We left Paleo on a dull but dry day but as we came "over the top" on our northerly drive the rain started and we spent the afternoon on the Nea Hora in Chania not sunbathing and swimming but looking out from the window of Akrogiali over a seafood salad and wine. (So 28th September was the last sea-swim of the season for us!). Bored, and worried about the security of fully laden Yvette we moved on to Souda Bay and sat in a bar until allowed to board. We were given a good cabin and largely lurked there as it was chilly outside with little to see in the dark. It felt like it was time to head for sunnier climes. But we did do the "gyros and beer" thing on the pool deck, and in the morning we were off in an efficient manner and facing the long day till the next voyage.

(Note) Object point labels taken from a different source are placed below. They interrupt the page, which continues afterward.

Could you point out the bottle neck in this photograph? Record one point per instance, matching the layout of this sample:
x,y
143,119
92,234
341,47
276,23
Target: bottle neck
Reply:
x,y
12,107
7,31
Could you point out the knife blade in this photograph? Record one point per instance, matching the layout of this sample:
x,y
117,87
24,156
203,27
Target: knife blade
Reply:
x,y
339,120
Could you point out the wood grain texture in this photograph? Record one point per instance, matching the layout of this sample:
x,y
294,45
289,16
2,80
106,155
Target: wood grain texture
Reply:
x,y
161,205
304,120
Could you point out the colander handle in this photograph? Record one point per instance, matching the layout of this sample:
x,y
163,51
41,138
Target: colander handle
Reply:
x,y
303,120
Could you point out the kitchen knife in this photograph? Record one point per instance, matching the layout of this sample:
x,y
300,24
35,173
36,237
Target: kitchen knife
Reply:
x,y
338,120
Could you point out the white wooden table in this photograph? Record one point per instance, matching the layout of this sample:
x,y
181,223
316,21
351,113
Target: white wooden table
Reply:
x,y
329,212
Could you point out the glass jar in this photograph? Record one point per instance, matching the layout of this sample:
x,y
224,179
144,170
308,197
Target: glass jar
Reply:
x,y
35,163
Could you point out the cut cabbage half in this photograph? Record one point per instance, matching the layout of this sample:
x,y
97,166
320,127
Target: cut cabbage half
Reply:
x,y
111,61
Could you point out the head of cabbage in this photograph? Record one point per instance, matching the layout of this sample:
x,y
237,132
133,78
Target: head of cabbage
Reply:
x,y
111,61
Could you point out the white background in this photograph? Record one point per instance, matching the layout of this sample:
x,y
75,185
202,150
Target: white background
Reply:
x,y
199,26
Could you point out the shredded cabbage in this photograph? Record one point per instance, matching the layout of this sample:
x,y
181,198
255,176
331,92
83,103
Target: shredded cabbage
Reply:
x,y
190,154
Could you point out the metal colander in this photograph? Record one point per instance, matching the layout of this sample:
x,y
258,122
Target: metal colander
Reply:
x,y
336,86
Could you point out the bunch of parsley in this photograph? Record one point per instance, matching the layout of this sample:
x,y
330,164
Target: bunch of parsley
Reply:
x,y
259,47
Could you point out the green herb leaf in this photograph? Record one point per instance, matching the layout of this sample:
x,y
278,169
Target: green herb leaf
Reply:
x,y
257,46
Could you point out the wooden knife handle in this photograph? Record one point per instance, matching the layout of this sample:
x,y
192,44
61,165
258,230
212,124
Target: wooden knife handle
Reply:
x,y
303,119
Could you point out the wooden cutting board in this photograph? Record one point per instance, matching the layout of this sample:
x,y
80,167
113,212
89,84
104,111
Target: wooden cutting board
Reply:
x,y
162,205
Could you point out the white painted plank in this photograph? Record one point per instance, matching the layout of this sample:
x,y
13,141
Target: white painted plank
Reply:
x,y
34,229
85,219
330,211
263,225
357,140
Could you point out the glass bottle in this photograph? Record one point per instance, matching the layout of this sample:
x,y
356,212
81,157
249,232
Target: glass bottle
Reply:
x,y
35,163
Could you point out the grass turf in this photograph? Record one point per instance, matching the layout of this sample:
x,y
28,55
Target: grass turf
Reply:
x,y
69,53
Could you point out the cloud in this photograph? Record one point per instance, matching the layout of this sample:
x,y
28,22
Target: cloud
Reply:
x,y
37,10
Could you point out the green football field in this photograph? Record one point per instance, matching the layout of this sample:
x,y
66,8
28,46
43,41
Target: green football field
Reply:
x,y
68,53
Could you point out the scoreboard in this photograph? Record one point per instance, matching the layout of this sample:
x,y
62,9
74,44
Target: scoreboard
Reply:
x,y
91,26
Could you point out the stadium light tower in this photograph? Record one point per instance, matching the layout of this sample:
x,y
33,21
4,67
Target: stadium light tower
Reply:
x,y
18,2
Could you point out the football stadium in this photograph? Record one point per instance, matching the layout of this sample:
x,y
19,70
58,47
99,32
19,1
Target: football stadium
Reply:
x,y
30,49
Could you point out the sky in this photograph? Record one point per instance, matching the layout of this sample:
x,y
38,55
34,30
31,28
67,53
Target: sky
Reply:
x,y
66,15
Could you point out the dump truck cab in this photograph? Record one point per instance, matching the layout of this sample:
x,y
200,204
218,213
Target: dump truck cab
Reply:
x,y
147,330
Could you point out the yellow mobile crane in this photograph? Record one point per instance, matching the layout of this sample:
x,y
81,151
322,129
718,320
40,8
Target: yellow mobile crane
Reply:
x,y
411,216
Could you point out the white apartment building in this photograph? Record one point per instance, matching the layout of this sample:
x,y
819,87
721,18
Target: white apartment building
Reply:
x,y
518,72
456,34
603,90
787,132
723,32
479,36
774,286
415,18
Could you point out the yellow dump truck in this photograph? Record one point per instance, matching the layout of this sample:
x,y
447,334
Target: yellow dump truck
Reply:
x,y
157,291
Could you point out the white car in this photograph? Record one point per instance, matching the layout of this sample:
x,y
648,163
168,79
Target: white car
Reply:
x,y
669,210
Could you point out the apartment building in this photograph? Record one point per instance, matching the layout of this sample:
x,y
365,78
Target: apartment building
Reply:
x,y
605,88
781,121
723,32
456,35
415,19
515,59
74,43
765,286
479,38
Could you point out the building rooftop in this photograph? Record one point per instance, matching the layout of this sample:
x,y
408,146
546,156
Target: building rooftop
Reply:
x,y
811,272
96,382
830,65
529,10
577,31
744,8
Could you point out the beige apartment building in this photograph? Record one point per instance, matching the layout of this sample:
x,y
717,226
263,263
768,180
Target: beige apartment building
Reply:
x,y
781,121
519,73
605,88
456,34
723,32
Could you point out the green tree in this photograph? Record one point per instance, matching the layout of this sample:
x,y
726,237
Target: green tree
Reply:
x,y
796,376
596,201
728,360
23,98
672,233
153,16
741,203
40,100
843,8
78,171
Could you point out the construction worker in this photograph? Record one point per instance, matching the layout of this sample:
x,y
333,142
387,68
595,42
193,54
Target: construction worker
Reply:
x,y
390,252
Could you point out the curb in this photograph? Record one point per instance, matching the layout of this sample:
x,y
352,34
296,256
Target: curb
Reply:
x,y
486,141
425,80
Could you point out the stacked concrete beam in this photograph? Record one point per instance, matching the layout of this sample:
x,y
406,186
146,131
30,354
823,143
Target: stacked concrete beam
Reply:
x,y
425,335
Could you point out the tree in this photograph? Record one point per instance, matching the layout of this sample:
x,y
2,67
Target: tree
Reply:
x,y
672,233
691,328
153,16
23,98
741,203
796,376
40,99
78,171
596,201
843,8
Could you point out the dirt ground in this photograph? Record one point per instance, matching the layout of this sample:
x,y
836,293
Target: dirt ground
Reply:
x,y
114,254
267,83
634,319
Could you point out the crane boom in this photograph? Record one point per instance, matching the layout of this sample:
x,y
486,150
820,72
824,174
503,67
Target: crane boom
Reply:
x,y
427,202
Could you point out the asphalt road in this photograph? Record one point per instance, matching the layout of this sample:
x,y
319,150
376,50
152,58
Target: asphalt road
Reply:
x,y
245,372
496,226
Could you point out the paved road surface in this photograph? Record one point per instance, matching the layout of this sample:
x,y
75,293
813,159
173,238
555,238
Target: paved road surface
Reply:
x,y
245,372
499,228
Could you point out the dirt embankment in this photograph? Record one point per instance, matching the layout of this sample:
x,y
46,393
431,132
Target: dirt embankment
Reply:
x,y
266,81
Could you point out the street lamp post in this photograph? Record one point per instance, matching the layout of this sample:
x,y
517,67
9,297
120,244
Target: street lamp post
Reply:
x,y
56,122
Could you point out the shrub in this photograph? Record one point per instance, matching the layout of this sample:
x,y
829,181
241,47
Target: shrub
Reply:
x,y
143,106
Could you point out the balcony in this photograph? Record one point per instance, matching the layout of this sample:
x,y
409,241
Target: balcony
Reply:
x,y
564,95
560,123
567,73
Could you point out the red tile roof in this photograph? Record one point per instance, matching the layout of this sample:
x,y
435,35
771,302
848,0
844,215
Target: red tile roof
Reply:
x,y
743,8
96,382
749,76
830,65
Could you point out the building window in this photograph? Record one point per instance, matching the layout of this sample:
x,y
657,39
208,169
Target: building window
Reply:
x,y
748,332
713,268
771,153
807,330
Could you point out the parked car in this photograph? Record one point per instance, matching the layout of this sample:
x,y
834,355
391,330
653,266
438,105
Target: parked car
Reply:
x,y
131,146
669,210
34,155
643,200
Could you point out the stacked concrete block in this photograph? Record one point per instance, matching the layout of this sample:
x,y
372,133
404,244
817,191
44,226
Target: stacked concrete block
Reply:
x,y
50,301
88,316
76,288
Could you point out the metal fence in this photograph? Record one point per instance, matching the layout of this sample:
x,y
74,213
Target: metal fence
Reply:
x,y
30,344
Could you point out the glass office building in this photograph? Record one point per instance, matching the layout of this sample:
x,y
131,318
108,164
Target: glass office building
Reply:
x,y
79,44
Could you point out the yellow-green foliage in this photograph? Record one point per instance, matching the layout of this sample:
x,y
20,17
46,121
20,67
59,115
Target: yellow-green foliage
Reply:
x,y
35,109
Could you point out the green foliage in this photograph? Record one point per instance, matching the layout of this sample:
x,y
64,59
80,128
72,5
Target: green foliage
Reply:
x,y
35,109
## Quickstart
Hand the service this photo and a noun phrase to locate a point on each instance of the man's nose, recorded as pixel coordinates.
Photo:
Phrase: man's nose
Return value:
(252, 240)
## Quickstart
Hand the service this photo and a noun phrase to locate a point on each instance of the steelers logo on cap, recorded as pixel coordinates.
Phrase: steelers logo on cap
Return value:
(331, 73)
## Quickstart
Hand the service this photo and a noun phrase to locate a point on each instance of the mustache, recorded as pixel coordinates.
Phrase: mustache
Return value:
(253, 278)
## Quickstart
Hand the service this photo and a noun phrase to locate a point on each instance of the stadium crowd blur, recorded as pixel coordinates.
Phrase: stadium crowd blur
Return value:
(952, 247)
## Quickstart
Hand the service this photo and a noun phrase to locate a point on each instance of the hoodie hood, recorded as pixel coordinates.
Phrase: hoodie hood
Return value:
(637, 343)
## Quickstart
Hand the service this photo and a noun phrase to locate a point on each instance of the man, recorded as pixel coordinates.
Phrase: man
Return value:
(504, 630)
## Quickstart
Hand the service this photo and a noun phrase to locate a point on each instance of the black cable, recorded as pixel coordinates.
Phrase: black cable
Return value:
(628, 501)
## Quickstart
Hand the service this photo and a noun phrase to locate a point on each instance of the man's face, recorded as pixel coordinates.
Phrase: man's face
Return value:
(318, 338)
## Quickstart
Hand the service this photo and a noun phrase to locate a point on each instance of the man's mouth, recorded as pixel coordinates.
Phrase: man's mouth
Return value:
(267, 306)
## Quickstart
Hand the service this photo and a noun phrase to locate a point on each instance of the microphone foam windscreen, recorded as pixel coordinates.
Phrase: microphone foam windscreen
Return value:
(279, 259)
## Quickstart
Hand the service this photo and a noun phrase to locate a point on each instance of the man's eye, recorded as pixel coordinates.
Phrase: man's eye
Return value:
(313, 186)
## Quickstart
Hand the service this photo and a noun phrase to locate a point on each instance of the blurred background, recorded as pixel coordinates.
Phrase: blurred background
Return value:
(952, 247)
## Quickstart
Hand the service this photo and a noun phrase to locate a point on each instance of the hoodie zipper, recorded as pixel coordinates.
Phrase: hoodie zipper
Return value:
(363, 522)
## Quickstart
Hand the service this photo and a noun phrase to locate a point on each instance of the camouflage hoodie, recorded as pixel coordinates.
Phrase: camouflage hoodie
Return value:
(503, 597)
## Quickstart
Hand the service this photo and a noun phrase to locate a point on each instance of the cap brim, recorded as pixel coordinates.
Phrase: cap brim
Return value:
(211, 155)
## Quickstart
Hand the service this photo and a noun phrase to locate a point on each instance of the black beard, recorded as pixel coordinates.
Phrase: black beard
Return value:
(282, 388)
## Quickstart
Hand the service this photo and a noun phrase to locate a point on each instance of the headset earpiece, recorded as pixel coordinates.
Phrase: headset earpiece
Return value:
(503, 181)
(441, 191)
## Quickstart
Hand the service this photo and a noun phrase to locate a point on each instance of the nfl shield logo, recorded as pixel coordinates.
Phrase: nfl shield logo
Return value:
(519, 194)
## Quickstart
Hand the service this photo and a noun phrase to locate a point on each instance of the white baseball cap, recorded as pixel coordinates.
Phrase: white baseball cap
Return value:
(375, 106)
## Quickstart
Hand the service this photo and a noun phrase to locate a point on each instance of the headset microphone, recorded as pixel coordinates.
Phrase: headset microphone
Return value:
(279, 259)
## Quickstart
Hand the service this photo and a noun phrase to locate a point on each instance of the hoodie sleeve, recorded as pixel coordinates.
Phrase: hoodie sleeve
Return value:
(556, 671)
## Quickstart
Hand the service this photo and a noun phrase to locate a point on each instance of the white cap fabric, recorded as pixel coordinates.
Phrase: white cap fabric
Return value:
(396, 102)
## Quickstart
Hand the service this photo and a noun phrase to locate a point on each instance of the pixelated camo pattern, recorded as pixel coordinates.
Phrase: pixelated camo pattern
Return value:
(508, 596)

Not for the faint-hearted at 7am! |
Our vessel for the voyage back to Ancona was the same as going over, so we knew its strengths and weaknesses! We somehow managed to jump the boarding queue when they saw the bikes and we were required - as before - to remove them and go down two decks to the bowels (and indeed the stern-most position with its implications for next day)l but with a ridiculously small number of car travellers we got a free upgrade in cabin to consolidate us, and the evening sailing was like being on the Marie Celeste! We ate in the a la carte and chose the wrong dish, slept through the embarkation of many more cars and passengers in Igoumenitsia and treated ourselves next day to some internet time to get some jobs done! The weather was a bit grim! We were only a little late docking and on the way downstairs we crossed paths with two young stowaways of Asian heritage racing up from the vehicle decks. They may well have been the ones we had seen in Patras frantically trying to find an accessible truck - such desperation, and such grim prospects!
In contrast we had two nights ahead in rather nice Italian hotels doing remarkable deals for Autumn midweek stays. But first we had to get going! As anticipated it was a very long wait until our turn to drive up the ramps, re-load the bikes and leave the ship, but was still light, but by the time we had crawled to the autostrada it wasn't! And then it started to rain so it was as well that our target in Imola was easy to find.It was a comfortable stay and an interesting meal that merited a Booking.com entry! (we are Robert from Spain!)
Then it was back onto the autostrada and round Bologna, one of those ghastly Italian service stations with good panine, improving weather, a few roadworks causing confusion near Piacenza and gliding into the Grand Hotel Arenzano in its prime seaside location and with its grand history. We had stayed in a motel a few years ago and so know this is a charming resort with good eating. We gained early entry to a sea-view room, but saw the 1-Michelin-star restaurant and also knew we wouldn't be eating there! We did a serious promenade walk in the sun and by the time we had been given generous titbits in two different bars, we decided to people-watch instead and took back a bottle to the room. Next day we had an experience that also led to a Booking.com review, but hey!
The next stage started with poor visibility, but when we emerged from the last Italian tunnel near Ventimiglia the bright sun shone and so it did for almost the rest of our time in France. We made an overnight stop in Aix-en-Provence at the largest Campanile we have seen. It was surrounded by large schools and colleges and was heavily fortified so we decided not to attempt exploration of the area and instead rested in the bar with a half of Prosecco! This - as our first day back in France - mirrored our first on entry back in June when we celebrated the near-defeat of the Tories in UK! This time we were marking - perhaps - their continued chaos and humiliation. We had a decent Campanile meal finishing with the leftover patisserie we had been given with the fizz.
The final stage of the exodus should have been easy. We trundled on down the autoroute expecting to get to the campsite before the staff lunch break and with a chance to buy cheap supermarket diesel. We know exactly which exit is best for Lattes, but we had forgotten about the diversion of the A9 around Montpellier that has been in construction for many years. Way before any familiar junctions the yellow signs started to tell us us about the A709. With hindsight it is perfectly clear that we needed it, but we ignored it and stayed on the A9. We also now know that would mean a length of 23km on the new bit and no chance to change your mind! Ideas of early arrival were replaced by anxiety about fuel and annoyance with ViaMichelin which did not seem (unlike Google Map) to have updated. The new section had opened on May 30/31st - not long after our last stay, and we had not been near on the UK-Crete run as we went East for Switzerland! There are some great pictures here of the grand projet.
Greyrocks just had to carry on almost to Sete and then return on the N road via a petrol station. Back in Montpellier we got swift puncture repair to Bob's bike at Decathlon, had a nice lunch, did the shopping and went to the campsite when they re-opened. Karma returned eventually!